First time posting on this forum so i do appreciate any help. I am woking on a heat n glo ipi 6000 fireplace that will not light.When turning the wall switch on or the switch at the fireplace on you can here the ignitor clicking but pilot will not light and burner will not kick on. I do have 3 volts at the green wire of the gas valve when disconnected and ground is good and solid. Checked for any loose connections and all are tight. Any suggestions to try?


----------



## DAKSY (Jan 12, 2010)

Gas turned on?
Tank full (LP)?


----------



## Mr Fixit (Jan 13, 2010)

Can you see the spark at the pilot? It may be sparking, but somewhere other than where it is supposed to be.


----------



## jtp10181 (Jan 13, 2010)

If you have 3v at the green wire on the burner regulator the module thinks the pilot is already lit, and is trying to open the gas flow to the burner. Only way you could have 3v at that green wire without the pilot being lit is if the green module is fried, and if you do have 3v there gas should be pouring out of the burner, it would actually read 1.5v while connected to the valve.


----------



## ttakata (Jan 13, 2010)

Yes the gas is turned on, there is spark at the pilot. Following the troubleshooting in the heat n glo manual, if I disconnect the green wire from the gas valve and apply 3 volts from the battery backup the pilot lights and the burner kicked on for a couple of seconds and then shut down.
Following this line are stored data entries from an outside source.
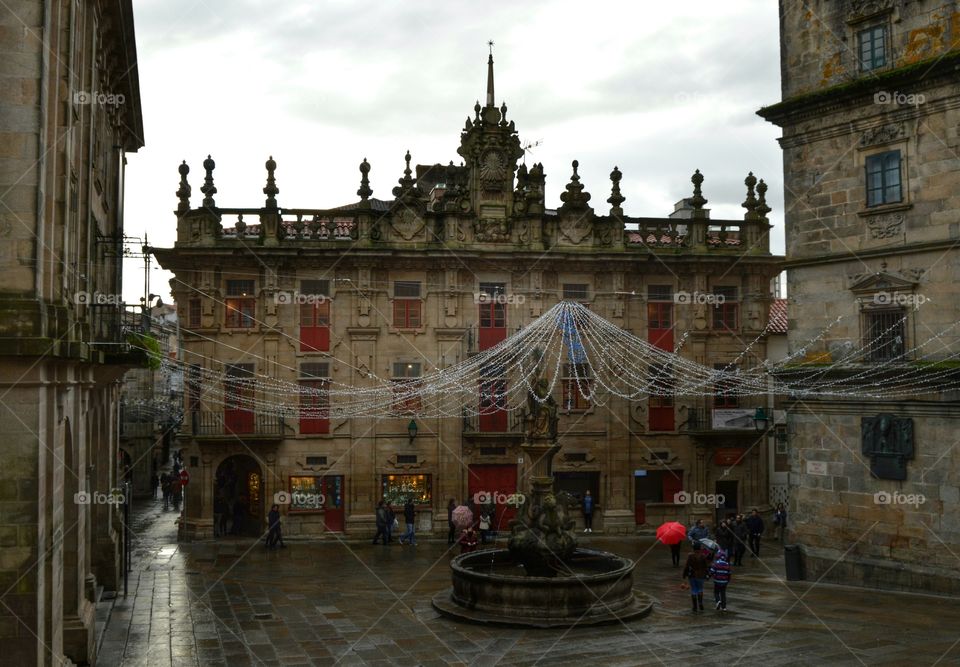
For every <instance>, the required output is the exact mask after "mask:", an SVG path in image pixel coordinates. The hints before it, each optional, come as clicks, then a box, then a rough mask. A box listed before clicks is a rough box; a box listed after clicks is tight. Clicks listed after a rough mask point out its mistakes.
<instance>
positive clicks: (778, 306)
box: [767, 299, 787, 334]
mask: <svg viewBox="0 0 960 667" xmlns="http://www.w3.org/2000/svg"><path fill="white" fill-rule="evenodd" d="M767 331H768V332H770V333H783V334H785V333H787V300H786V299H774V300H773V301H772V302H771V303H770V321H769V322H768V323H767Z"/></svg>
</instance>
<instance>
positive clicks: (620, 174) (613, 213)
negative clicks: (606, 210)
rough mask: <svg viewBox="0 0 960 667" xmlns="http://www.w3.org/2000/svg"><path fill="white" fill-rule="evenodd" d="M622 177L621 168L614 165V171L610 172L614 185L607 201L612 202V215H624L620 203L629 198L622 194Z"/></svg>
mask: <svg viewBox="0 0 960 667" xmlns="http://www.w3.org/2000/svg"><path fill="white" fill-rule="evenodd" d="M621 178H623V174H622V173H620V168H619V167H614V168H613V171H611V172H610V181H611V183H613V186H612V187H611V188H610V190H611V191H610V197H609V198H607V203H608V204H610V215H623V209H622V208H621V207H620V204H622V203H623V202H625V201H626V200H627V198H626V197H624V196H623V195H622V194H620V179H621Z"/></svg>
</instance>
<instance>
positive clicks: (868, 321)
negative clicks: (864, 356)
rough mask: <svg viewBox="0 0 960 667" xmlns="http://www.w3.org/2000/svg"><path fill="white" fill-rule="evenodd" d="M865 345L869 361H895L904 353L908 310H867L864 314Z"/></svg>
mask: <svg viewBox="0 0 960 667" xmlns="http://www.w3.org/2000/svg"><path fill="white" fill-rule="evenodd" d="M863 317H864V320H863V345H864V347H865V348H866V350H867V354H866V356H867V361H893V360H894V359H899V358H901V357H902V356H903V353H904V349H905V346H904V341H905V340H906V311H904V310H902V309H899V308H890V309H883V310H871V311H867V312H865V313H864V315H863Z"/></svg>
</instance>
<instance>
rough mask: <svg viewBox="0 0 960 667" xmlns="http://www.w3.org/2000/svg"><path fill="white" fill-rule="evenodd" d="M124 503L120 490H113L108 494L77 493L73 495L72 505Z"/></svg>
mask: <svg viewBox="0 0 960 667" xmlns="http://www.w3.org/2000/svg"><path fill="white" fill-rule="evenodd" d="M126 501H127V500H126V497H125V496H124V495H123V492H122V491H120V489H114V490H113V491H111V492H110V493H102V492H100V491H78V492H77V493H75V494H73V504H74V505H123V504H124V503H125V502H126Z"/></svg>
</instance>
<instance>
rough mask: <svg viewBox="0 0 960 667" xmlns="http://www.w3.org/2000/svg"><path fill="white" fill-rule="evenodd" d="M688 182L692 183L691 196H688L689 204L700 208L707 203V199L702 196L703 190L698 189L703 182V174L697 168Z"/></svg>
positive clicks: (694, 206) (697, 209) (696, 207)
mask: <svg viewBox="0 0 960 667" xmlns="http://www.w3.org/2000/svg"><path fill="white" fill-rule="evenodd" d="M690 182H691V183H693V196H692V197H691V198H690V205H691V206H693V208H695V209H697V210H700V209H702V208H703V205H704V204H706V203H707V200H706V199H704V198H703V192H702V191H701V190H700V186H701V185H702V184H703V174H701V173H700V170H699V169H697V170H696V171H695V172H693V176H691V177H690Z"/></svg>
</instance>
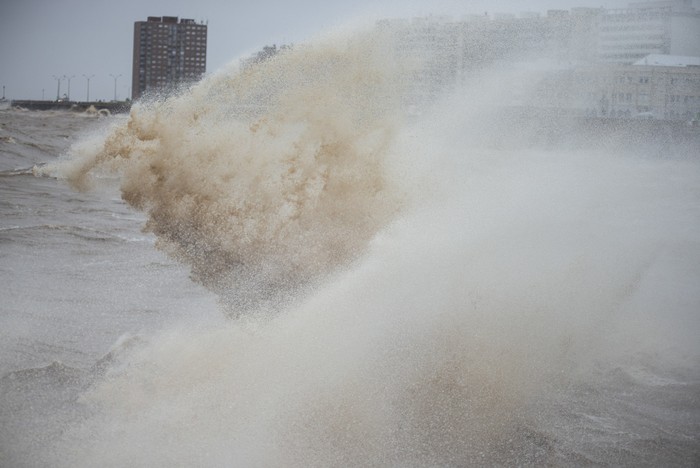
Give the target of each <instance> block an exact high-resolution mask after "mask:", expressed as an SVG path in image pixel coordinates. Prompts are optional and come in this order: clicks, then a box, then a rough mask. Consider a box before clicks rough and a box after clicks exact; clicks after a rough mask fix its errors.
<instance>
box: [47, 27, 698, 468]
mask: <svg viewBox="0 0 700 468" xmlns="http://www.w3.org/2000/svg"><path fill="white" fill-rule="evenodd" d="M378 43H379V41H377V40H376V38H375V37H373V36H371V35H370V36H368V35H367V34H365V35H363V36H362V39H358V38H356V37H352V38H350V39H348V40H344V41H342V42H341V43H337V42H332V43H330V44H329V43H323V44H313V45H310V46H308V47H299V48H296V49H293V50H291V51H288V52H285V53H283V54H281V55H279V56H278V57H276V58H275V59H273V60H272V61H270V62H266V63H263V64H260V65H259V66H256V67H254V68H252V69H246V70H236V69H235V68H234V69H231V70H225V71H222V72H220V73H218V74H215V75H214V76H212V77H210V78H208V79H207V80H205V81H204V82H202V83H201V84H199V85H198V86H196V87H194V88H193V89H191V90H190V91H187V92H185V93H184V94H181V95H178V96H176V97H172V98H169V99H167V100H165V101H156V102H153V103H143V104H140V105H136V106H135V107H134V109H133V110H132V114H131V116H130V118H129V119H128V121H125V122H124V123H122V124H120V125H119V126H117V127H115V128H114V129H113V130H111V131H110V132H108V134H107V135H106V137H105V138H104V139H103V141H101V142H99V144H96V145H95V144H93V145H92V146H91V148H92V149H89V150H88V151H86V152H84V151H83V150H82V149H80V150H79V152H81V153H82V155H81V156H78V157H77V158H78V159H75V160H73V161H72V162H68V163H66V164H65V165H64V166H62V167H60V168H59V169H58V170H59V171H63V174H64V175H66V176H67V177H69V178H70V179H71V180H72V181H74V182H75V183H76V184H77V185H83V183H84V182H86V181H87V180H88V177H89V175H90V174H91V173H94V172H95V171H97V170H101V169H104V168H111V169H114V170H116V171H118V172H119V173H120V174H121V177H122V191H123V196H124V199H125V200H126V201H128V202H129V203H130V204H132V205H133V206H135V207H137V208H139V209H142V210H144V211H146V212H147V214H148V217H149V220H148V224H147V229H148V230H150V231H152V232H153V233H155V234H156V236H158V238H159V245H160V246H161V247H163V248H165V249H166V250H167V251H168V252H169V253H171V254H173V255H174V256H175V257H177V258H179V259H181V260H183V261H185V262H187V263H188V264H189V265H190V266H191V267H192V269H193V272H194V274H195V278H196V279H197V280H199V281H201V282H202V283H203V284H205V285H206V286H207V287H209V288H211V289H213V290H214V291H216V292H217V293H218V294H220V295H222V297H224V302H225V304H226V310H227V311H228V313H230V314H231V315H233V316H235V317H237V318H236V319H235V320H232V321H231V322H230V323H228V324H227V325H225V326H223V327H218V328H216V329H209V328H207V329H204V330H202V329H199V330H191V329H187V328H182V329H174V330H169V331H163V332H162V333H160V334H157V335H156V336H151V337H146V341H145V343H141V345H140V346H138V347H136V348H135V349H133V350H132V351H131V352H130V353H129V352H126V353H124V355H123V356H122V357H121V358H120V360H119V362H118V363H115V364H114V365H112V367H110V368H109V370H108V371H107V373H106V375H105V376H104V377H103V378H100V379H99V381H97V382H96V384H95V385H94V386H93V387H92V388H91V389H90V391H88V392H86V393H85V394H83V395H82V397H81V402H82V403H84V404H86V405H87V406H88V407H89V408H91V409H92V411H93V412H94V413H93V415H92V416H91V417H89V418H86V419H85V420H82V421H80V422H79V423H78V424H76V425H75V426H74V427H72V428H71V429H70V431H67V432H66V434H65V437H64V438H63V440H62V441H61V442H60V443H59V444H58V447H57V449H56V450H58V453H60V454H61V459H62V461H63V462H64V464H66V465H79V466H97V465H106V466H119V465H121V466H124V465H130V466H170V465H173V464H181V465H206V466H354V465H360V466H436V465H438V466H464V465H482V464H506V465H514V464H528V463H534V464H548V463H552V464H576V463H582V464H583V463H586V464H587V463H591V464H596V463H601V462H602V463H604V464H605V463H611V464H616V462H617V463H622V464H624V463H625V460H626V459H624V458H619V457H622V456H623V455H624V454H623V455H620V454H617V453H616V454H613V455H610V454H608V456H609V458H607V459H606V458H603V459H602V461H601V459H599V458H596V452H595V450H591V449H590V448H589V447H588V446H587V445H586V443H585V442H581V441H580V440H579V441H572V440H570V439H569V438H568V437H569V436H570V433H569V432H567V431H566V430H565V429H562V430H561V431H559V432H557V431H556V430H554V431H553V430H552V427H555V428H556V427H559V428H561V427H564V426H566V425H567V424H572V423H571V421H572V420H575V417H577V415H579V416H580V415H588V414H589V413H590V407H591V406H592V407H593V408H597V409H598V410H601V411H603V412H604V411H605V408H606V405H608V404H609V403H610V400H606V398H607V397H606V396H605V394H603V393H598V394H597V395H598V396H596V397H590V398H591V399H590V400H586V399H585V398H583V397H579V396H578V395H579V394H578V393H577V392H579V391H580V392H581V393H583V392H584V390H585V389H589V388H597V386H598V385H599V383H600V382H601V379H603V380H604V376H605V375H606V372H608V371H612V370H614V369H625V368H627V367H628V366H632V367H634V366H638V365H640V363H642V362H643V363H644V365H646V366H650V368H655V369H659V368H661V369H665V370H668V371H669V372H671V370H678V369H684V371H683V372H681V375H683V376H684V378H687V379H690V381H692V379H693V378H697V377H698V376H697V372H696V371H697V363H698V359H699V357H700V349H699V345H698V342H697V339H696V337H697V332H698V330H700V326H699V318H698V314H697V311H698V310H700V293H699V292H698V288H697V287H695V286H694V285H696V284H698V280H699V279H700V267H699V265H700V250H699V249H698V246H699V243H698V234H697V233H698V232H700V208H699V206H700V204H698V199H699V195H700V194H699V193H698V187H700V170H699V169H700V166H699V164H698V161H696V160H682V159H673V158H671V159H665V160H660V159H652V158H648V157H636V156H634V155H620V154H612V153H610V152H609V151H606V150H605V148H599V149H596V150H592V149H586V148H582V149H578V150H572V149H566V150H564V149H558V148H557V147H555V148H551V147H550V148H549V149H543V148H541V147H537V146H536V145H531V144H530V143H531V140H530V139H531V138H535V137H536V136H537V131H538V130H537V127H538V126H537V125H533V124H532V123H530V125H529V126H528V127H527V128H526V129H523V128H508V127H505V126H492V122H493V120H491V119H486V118H484V117H485V116H491V115H492V112H491V111H492V109H491V107H489V104H488V103H489V102H490V100H491V98H490V97H492V96H495V95H497V94H498V89H499V86H503V85H504V84H506V83H508V80H509V76H510V75H508V74H506V73H504V72H503V71H502V70H501V71H499V73H498V74H491V75H488V76H489V77H490V79H489V80H487V81H478V82H470V83H468V84H467V86H466V87H465V89H460V90H459V91H458V92H457V93H456V94H455V95H453V96H452V98H451V99H446V100H445V101H444V102H443V103H442V104H436V106H435V107H434V108H433V109H432V110H426V111H425V113H424V114H423V116H422V117H420V118H417V119H414V121H413V122H411V123H406V122H404V121H403V117H401V116H400V113H399V112H397V111H398V110H399V106H398V105H397V102H398V101H400V99H399V98H400V93H401V89H400V87H398V86H397V85H396V83H397V76H399V75H397V74H396V73H398V72H399V71H400V70H401V64H397V63H395V62H393V61H392V60H390V57H387V56H386V55H384V53H385V49H386V47H382V46H380V47H376V45H377V44H378ZM484 76H486V75H484ZM481 78H482V80H483V76H482V77H481ZM517 79H518V80H521V79H522V75H518V76H517ZM546 124H548V123H547V122H543V123H542V125H543V126H545V125H546ZM549 124H551V123H549ZM571 131H572V132H575V131H576V129H575V128H574V127H572V128H571ZM514 135H517V138H518V139H519V142H520V143H519V144H518V145H516V146H515V147H514V146H513V142H514V141H515V137H514ZM499 136H501V137H502V138H500V141H501V142H502V143H503V145H498V144H496V145H494V144H493V141H494V139H495V140H496V143H499V141H498V140H499V138H498V137H499ZM506 137H508V138H506ZM499 146H500V147H499ZM562 146H566V145H562ZM78 148H80V147H78ZM76 152H77V151H76ZM669 156H670V155H669ZM76 161H77V164H76ZM302 286H303V291H304V292H303V294H301V293H300V289H299V288H300V287H302ZM280 290H284V291H286V292H289V291H293V292H295V293H298V294H296V295H294V296H293V299H294V300H291V301H290V300H289V298H290V296H289V295H286V294H281V295H280V294H279V291H280ZM266 301H272V302H273V303H274V307H272V309H274V310H275V313H274V314H256V311H259V310H260V309H265V310H266V311H267V310H268V305H269V304H268V303H266ZM241 312H245V313H244V314H241ZM631 363H632V364H631ZM632 367H630V368H632ZM693 369H695V370H693ZM601 376H603V377H601ZM572 389H584V390H572ZM586 391H587V390H586ZM601 392H602V391H601ZM591 394H592V391H591ZM582 398H583V400H584V402H583V403H582V401H581V399H582ZM596 398H597V399H598V400H595V399H596ZM561 401H564V402H566V404H562V403H561ZM557 404H560V405H561V406H556V405H557ZM540 405H544V407H545V408H551V407H555V408H556V411H560V413H559V414H556V411H552V410H550V411H552V412H550V413H543V412H539V411H538V408H541V407H542V406H540ZM689 410H690V411H697V407H695V408H689ZM567 411H569V413H566V412H567ZM553 414H554V415H553ZM567 415H568V416H567ZM567 417H568V418H569V419H567ZM581 417H583V416H581ZM609 417H611V418H618V419H619V418H624V417H623V416H620V414H619V413H615V412H614V411H613V414H612V415H609ZM628 417H629V418H634V417H636V416H633V415H630V416H628ZM589 419H590V418H589ZM603 420H605V421H607V420H608V419H605V418H602V419H600V421H603ZM630 421H632V422H630V424H634V423H635V420H633V419H630ZM644 424H647V422H646V421H645V422H644ZM658 424H661V423H658ZM606 427H607V426H606ZM598 429H600V430H605V427H603V428H602V429H601V428H598ZM652 432H653V431H652ZM620 433H621V432H619V431H618V432H617V433H616V435H614V437H618V438H619V437H620V435H619V434H620ZM640 437H641V436H640ZM618 442H619V439H618ZM652 445H653V444H652ZM572 447H573V448H572ZM654 447H656V446H654ZM652 448H653V447H652ZM637 450H638V452H637V454H638V455H639V454H643V453H646V452H645V449H643V448H639V447H637ZM653 450H656V449H655V448H653ZM643 456H644V455H639V457H638V458H637V459H638V460H639V459H643ZM689 456H692V453H689ZM616 457H617V458H616ZM632 459H635V458H634V457H632Z"/></svg>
I do have to get some fresh batteries as the battery voltage was less than 3 volts which is why I think it shut down. Still doesn't explain why it won't light the normal way.


----------



## DAKSY (Jan 13, 2010)

Ok. Once again, try the "Regulator Rap"
Take a screwdriver & with the plastic handle, 
rap the regulator head. 
That's where the hi-lo adjustment knob 
or the solenoid is located.
It's also where the green wire attaches for the pilot...


----------



## jtp10181 (Jan 13, 2010)

If the pilot only lights when you energize the green terminal on the valve, there is some either wrong with the valve, or the gas flow to the pilot. The pilot should light from the 1.5v on the orange wire, combined with the ignitor sparking. Once the pilot lights, the sensor rod on the pilot has a voltage in it which is converted through the flame (flame rectification) and sensed by the ground wire on the green module. Once the module senses this, it stops sparking the pilot and sends voltage to the green wire on the valve to light the burner. If anything is happening out of place or sequence, something is wired wrong or defective.

As DAKSY said, try tapping on the valve also. Sometimes they can get stuck, or the wire could be loose inside. If tapping it makes it click on and off, you probably have a loose wire inside and replacing the regulator head would fix it (NGK-DXV). You need a tamper proof torx #20 (TR20) to get it off though.


----------